2007). The application of new water-based AFM techniques (Liu et al. 2011) could probe the native rearrangements that take place in the thylakoid. Such imaging techniques should be extremely valuable for assessing the changes in chlorophyll connectivity in the membrane. In addition, thermodynamic models will be useful for understanding the strength and directionality of energetic interactions between proteins required for causing changes in membrane organization (Drepper et al. 1993; Kirchhoff et al. 2004; Schneider and Geissler 2013). It will be important to use images and models of membrane rearrangements to interpret fluorescence lifetimes, #buy Trichostatin A randurls[1|1|,|CHEM1|]# a technique that is discussed in the
next section. Fluorescence lifetimes The chlorophyll fluorescence lifetime measures the relaxation of the chlorophyll excited state Alvocidib concentration and contains information about the energy transfer network of the grana membrane.

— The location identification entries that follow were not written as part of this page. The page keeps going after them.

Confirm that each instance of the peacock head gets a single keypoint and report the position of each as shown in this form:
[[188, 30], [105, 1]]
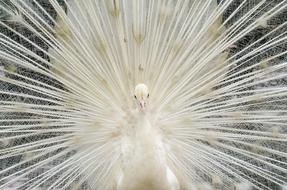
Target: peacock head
[[141, 95]]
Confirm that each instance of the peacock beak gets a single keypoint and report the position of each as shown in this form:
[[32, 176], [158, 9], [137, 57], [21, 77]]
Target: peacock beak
[[142, 104]]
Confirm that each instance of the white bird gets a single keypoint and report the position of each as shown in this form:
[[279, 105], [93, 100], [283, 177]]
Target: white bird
[[144, 165], [142, 94]]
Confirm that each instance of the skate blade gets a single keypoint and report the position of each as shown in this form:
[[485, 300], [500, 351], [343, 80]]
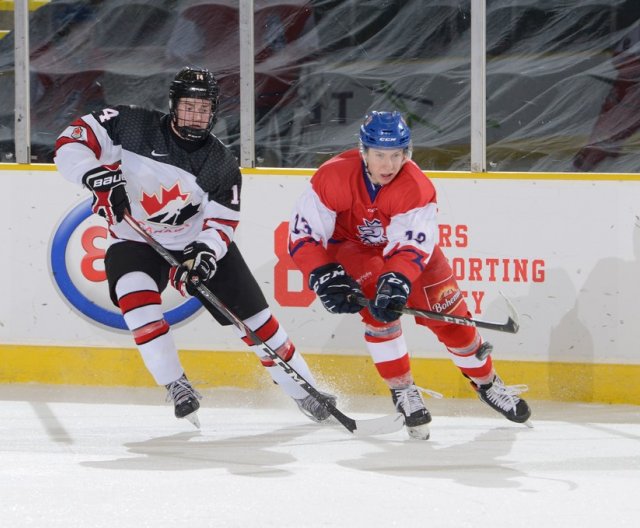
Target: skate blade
[[193, 419]]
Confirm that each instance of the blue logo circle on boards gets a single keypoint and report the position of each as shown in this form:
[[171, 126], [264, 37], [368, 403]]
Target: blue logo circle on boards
[[80, 301]]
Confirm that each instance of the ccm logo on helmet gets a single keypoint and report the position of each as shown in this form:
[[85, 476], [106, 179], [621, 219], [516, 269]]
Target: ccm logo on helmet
[[77, 269]]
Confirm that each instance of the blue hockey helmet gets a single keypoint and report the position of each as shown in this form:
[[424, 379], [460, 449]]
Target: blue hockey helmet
[[385, 130]]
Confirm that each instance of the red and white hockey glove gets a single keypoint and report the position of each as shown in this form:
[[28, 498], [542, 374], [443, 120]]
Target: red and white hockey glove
[[110, 199], [392, 293], [198, 266]]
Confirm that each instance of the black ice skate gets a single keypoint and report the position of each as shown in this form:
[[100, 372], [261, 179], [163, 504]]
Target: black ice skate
[[409, 402], [314, 409], [504, 399], [185, 398]]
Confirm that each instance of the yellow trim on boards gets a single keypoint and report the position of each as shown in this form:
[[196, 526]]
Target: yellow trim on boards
[[577, 382], [9, 5], [274, 171]]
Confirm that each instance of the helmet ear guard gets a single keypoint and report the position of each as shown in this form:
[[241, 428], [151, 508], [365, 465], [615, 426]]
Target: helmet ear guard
[[195, 83], [385, 130]]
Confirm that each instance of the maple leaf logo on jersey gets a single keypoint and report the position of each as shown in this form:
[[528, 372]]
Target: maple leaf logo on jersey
[[169, 206], [372, 232]]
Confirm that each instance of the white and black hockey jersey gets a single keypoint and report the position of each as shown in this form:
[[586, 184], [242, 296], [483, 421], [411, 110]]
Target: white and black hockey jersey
[[178, 196]]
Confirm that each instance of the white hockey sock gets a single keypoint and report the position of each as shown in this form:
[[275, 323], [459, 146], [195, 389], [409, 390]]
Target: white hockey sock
[[140, 304], [270, 332]]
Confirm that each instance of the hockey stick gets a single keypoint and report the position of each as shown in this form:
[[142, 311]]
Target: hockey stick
[[511, 326], [383, 425]]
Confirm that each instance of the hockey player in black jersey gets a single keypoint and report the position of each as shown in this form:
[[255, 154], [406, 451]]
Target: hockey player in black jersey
[[183, 186]]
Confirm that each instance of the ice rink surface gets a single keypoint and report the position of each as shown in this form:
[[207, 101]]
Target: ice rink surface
[[95, 457]]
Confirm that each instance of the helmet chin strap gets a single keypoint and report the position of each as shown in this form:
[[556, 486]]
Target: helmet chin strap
[[197, 134]]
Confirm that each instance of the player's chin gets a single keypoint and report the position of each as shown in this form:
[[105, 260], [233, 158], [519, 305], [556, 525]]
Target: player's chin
[[385, 179]]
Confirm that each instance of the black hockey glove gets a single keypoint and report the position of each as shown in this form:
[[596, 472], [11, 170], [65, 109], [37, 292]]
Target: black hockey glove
[[392, 294], [198, 266], [110, 199], [335, 288]]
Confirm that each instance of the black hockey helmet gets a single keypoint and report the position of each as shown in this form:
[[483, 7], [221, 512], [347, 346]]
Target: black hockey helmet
[[197, 83]]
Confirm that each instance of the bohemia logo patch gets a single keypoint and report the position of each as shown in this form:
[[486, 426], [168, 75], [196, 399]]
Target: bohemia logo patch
[[77, 267], [443, 297], [169, 206], [372, 232]]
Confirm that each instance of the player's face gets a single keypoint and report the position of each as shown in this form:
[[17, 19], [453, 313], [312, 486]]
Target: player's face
[[384, 164], [194, 113]]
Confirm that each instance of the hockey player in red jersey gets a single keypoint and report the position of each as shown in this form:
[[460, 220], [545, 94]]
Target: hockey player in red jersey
[[367, 224], [183, 186]]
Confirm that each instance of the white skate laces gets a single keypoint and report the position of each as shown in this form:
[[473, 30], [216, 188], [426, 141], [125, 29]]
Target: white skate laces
[[505, 399], [409, 402]]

The benefits of lifetime measurements can be seen in scenarios that give rise to the same fluorescence yield, but different fluorescence lifetimes. Figure 7a illustrates the difference between quenching (A1), in which the lifetime of the excited state is shortened, and bleaching (A2), in which the number of fluorophores decreases. Because the fluorescence yield, which is measured in the PAM experiment, is equal to the area under the fluorescence lifetime curve, PAM measurements cannot differentiate between bleaching and quenching. Figure 7b illustrates how two different energy transfer networks can be resolved by measuring fluorescence lifetimes, but not by
measuring fluorescence yields. Fig. 7 Scenarios that give rise to indistinguishable fluorescence yield measurements, but that can be distinguished by fluorescence lifetime measurements. a Illustration of fluorescence lifetimes of quenching (case A1, solid line), which reduces the fluorescence lifetime, and bleaching (case A2, dashed line), which reduces the overall fluorescence amplitude. These two situations could give the same fluorescence yields even thought they display different fluorescence lifetimes. selleck compound b Illustration of fluorescence lifetimes of moderate quenching of all fluorophores (case B1, solid line) and strong quenching of a small fraction of fluorophores (case B2, dashed line) which cannot be differentiated using fluorescence yield measurements The two decays in Fig. 7b correspond to two different energy transfer networks. For instance, the fast component of B2 could be due to chlorophylls that are very close to sites with high quenching rates and the slow component due to chlorophylls far from quenching sites. The excited state lifetime is affected by any properties that affect the energy transfer network, including the location of the quenchers with respect to the light harvesters, the connectivity between chlorophylls, and the rate of quenching at qE sites.